Generalized Memory Polynomial (GMP)
A behavioral model that captures both static nonlinearities and memory effects, including those caused by AM-PM conversion. The GMP extends the standard memory polynomial by adding cross-terms between delayed signal samples and their envelope powers. This allows it to model the dynamic phase shift variations that occur due to thermal memory and trapping effects in GaN devices.
Thermal Memory Effect
A slowly varying change in power amplifier gain and phase caused by self-heating dependent on the signal's power history. This directly induces a time-varying AM-PM conversion characteristic. As the die temperature fluctuates with the instantaneous envelope power, the phase shift introduced by the transistor junction capacitances changes, requiring DPD models with long-term memory to compensate.
Indirect Learning Architecture (ILA)
A DPD training method that identifies the predistorter by placing it after the power amplifier model in the estimation loop.

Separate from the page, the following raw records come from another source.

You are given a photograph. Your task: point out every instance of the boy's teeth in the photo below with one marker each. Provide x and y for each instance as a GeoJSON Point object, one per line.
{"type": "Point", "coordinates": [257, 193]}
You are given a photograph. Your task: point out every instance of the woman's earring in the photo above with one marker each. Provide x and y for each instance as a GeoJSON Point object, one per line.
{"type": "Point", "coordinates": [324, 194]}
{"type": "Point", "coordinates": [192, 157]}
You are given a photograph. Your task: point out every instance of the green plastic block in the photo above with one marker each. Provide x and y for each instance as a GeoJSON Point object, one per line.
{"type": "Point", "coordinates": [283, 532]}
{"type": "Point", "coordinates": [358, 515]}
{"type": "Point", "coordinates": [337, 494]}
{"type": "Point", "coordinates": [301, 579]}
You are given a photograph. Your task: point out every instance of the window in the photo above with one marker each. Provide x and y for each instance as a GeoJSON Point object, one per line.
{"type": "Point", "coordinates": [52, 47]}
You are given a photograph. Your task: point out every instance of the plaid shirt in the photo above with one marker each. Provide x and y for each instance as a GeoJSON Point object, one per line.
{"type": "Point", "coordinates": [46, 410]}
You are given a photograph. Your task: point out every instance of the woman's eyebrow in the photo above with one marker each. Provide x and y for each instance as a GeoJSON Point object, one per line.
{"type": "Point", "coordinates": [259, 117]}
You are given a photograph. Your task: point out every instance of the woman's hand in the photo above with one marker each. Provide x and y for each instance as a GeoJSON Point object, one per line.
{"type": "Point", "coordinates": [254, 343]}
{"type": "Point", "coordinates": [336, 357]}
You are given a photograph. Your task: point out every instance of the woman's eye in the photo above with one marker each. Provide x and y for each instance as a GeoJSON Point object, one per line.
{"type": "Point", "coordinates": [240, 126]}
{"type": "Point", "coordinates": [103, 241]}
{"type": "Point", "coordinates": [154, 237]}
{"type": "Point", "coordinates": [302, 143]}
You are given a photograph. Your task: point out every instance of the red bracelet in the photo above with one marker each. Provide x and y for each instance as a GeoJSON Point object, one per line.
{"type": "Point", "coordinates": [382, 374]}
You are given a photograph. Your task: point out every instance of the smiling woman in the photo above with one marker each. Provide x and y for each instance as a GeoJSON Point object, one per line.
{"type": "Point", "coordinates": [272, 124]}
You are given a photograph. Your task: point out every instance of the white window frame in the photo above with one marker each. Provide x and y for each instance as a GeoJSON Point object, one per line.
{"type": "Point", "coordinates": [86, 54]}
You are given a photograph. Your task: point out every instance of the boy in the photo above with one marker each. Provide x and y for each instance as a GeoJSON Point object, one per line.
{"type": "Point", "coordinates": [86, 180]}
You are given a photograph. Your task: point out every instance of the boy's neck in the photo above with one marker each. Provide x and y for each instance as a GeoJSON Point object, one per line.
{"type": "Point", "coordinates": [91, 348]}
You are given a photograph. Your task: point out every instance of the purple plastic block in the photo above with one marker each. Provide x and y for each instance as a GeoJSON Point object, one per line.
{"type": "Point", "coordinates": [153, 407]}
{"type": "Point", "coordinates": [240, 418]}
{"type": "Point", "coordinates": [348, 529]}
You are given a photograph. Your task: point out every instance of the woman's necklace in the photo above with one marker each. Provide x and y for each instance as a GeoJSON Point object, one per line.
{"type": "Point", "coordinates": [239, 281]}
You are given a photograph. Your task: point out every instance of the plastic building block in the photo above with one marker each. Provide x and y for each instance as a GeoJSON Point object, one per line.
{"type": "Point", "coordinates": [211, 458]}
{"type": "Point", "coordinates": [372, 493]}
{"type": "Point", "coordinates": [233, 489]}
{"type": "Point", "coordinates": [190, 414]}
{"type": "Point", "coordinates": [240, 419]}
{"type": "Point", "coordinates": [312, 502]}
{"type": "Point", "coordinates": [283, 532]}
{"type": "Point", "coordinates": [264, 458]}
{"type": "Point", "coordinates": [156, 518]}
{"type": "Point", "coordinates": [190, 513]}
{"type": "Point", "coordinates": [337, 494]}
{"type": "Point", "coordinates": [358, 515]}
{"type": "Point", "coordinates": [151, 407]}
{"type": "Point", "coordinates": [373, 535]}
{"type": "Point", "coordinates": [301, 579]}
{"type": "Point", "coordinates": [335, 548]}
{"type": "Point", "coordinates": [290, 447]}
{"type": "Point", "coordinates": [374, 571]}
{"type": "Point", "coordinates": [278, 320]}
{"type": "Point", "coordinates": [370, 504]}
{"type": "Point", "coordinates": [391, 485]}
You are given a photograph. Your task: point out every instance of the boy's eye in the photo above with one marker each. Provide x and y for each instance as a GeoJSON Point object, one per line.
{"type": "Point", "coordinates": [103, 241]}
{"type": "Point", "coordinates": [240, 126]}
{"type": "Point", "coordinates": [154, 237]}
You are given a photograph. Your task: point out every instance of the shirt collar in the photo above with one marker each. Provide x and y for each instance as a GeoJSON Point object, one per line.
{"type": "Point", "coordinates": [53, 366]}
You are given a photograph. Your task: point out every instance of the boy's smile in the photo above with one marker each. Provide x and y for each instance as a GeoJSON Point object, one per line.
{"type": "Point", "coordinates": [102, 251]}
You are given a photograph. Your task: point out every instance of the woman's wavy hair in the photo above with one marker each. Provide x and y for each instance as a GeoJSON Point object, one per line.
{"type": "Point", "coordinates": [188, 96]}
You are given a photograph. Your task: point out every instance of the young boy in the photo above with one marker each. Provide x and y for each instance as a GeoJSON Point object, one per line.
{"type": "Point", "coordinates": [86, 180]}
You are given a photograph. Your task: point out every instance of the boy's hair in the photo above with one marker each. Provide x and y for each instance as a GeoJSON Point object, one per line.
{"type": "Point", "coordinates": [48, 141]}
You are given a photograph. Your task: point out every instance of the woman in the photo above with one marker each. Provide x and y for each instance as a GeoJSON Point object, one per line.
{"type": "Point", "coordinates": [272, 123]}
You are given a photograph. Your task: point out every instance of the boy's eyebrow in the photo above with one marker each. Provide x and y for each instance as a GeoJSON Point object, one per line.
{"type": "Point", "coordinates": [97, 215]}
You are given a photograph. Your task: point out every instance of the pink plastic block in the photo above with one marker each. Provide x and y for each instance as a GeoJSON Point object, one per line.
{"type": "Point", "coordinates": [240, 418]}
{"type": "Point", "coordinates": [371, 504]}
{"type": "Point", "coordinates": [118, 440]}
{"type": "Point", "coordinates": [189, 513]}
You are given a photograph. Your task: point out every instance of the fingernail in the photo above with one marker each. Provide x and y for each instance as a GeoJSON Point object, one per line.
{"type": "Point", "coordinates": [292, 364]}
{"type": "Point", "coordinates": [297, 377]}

The ILA estimates the post-inverse of the PA, which is then used as the predistorter. This architecture is particularly effective for learning the inverse of the combined AM-AM and AM-PM distortion without requiring an explicit PA model extraction step.
Error Vector Magnitude (EVM)
A critical in-band signal quality metric directly degraded by AM-PM conversion. EVM measures the deviation of actual constellation points from their ideal reference positions. Uncompensated AM-PM causes a phase rotation that is dependent on the instantaneous symbol amplitude, scattering constellation points and increasing EVM. This is a primary specification for 5G NR compliance.
Active Impedance Mismatch
In mmWave phased arrays, the load impedance seen by each individual power amplifier changes dynamically as the beam is steered. This varying load-pull condition alters the PA's nonlinear characteristics, causing element-specific AM-PM conversion that depends on the beam angle. This necessitates over-the-air DPD or per-element linearization strategies to compensate for the spatially varying distortion.

About the author
Prasad Kumkar
CEO & MD, Inference Systems
Prasad Kumkar is the CEO & MD of Inference Systems and writes about AI systems architecture, LLM infrastructure, model serving, evaluation, and production deployment. Over 5+ years, he has worked across computer vision models, L5 autonomous vehicle systems, and LLM research, with a focus on taking complex AI ideas into real-world engineering systems.
His work and writing cover AI systems, large language models, AI agents, multimodal systems, autonomous systems, inference optimization, RAG, evaluation, and production AI engineering.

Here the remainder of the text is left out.